Как вспоминал Хрущёв, на июньском пленуме больше никто не коснулся этой острой темы, связанной с тёмными страницами биографии зловещего сталинского монстра. Сам Берия не дал по этому поводу никаких объяснений. Зато на следующем заседании пленума в зале не оказалось Каминского. «Тогда это было закономерно,— комментировал это событие Хрущёв.— Многие члены ЦК, которые присутствовали на одном заседании, на второе не приходили, попадали во „враги народа“ и арестовывались» [1145].
Спустя шестнадцать лет Хрущёв на заседании Президиума ЦК, собравшегося для ареста Берии, начал свою речь с напоминания о выступлении Каминского. Обвинение, прозвучавшее в этом выступлении, стало основанием для объявления Берии «английским шпионом» и обоснования его ареста. Это обвинение было подано в официальных сообщениях таким образом, будто Берия был «английским шпионом» не только в годы гражданской войны, но и в последние годы его деятельности.
В мемуарах Хрущёв упоминал лишь о данном аспекте речи Каминского. Между тем Каминский на июньском пленуме обвинил Берию не только в сомнительных связях двадцатилетней давности, но и в преступлениях, учинённых во время его пребывания на посту руководителя Закавказской партийной организации. Каминский высказал сомнения по поводу официальных версий о самоубийстве первого секретаря Армении Ханджяна и скоропостижной смерти председателя ЦИК Абхазии Лакобы. Как выяснилось во время следствия по делу Берии, Ханджян был самолично расстрелян, а Лакоба — отравлен Берией.
Выступление Каминского не свелось только к обвинениям в адрес Берии. Каминский выразил недоверие аппарату Ежова и, сославшись на приведённые в докладе последнего данные о числе коммунистов, арестованных за последние месяцы, сказал: «Так мы перестреляем всю партию».
Каминский ясно представлял, что может ожидать его после такого выступления. Уходя в Кремль 25 июня, в день, на который была назначена его речь, он предупредил жену, что может не вернуться с пленума.

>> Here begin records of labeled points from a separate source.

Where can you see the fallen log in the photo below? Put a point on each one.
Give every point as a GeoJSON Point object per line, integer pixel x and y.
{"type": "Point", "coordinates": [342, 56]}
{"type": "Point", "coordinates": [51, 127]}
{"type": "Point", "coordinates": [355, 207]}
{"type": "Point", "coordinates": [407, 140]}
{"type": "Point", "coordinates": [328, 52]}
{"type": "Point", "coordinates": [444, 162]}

В реабилитационной справке по делу Каминского указано, что он был арестован 25 июня. На следующий день было принято постановление пленума: «Исключить Каминского, как не заслуживающего доверия, из состава кандидатов в члены ЦК ВКП(б) и из партии» [1147].
Вторым наиболее острым выступлением на пленуме была речь члена партии с 1898 года Пятницкого, который заявил: в НКВД фабрикуются фальсифицированные дела и применяются незаконные методы следствия; поэтому необходима комплексная проверка деятельности этого наркомата [1148].
Расправиться с Пятницким было не так просто, как с другими членами ЦК, исключёнными списком, или как с сорокадвухлетним Каминским. Пятницкий был не бюрократом второго ранга, а одним из старейших большевиков, игравшим с основания Коминтерна и до 1935 года ведущую роль в этой организации, а с 1935 года возглавлявшим политико-административный отдел ЦК ВКП(б).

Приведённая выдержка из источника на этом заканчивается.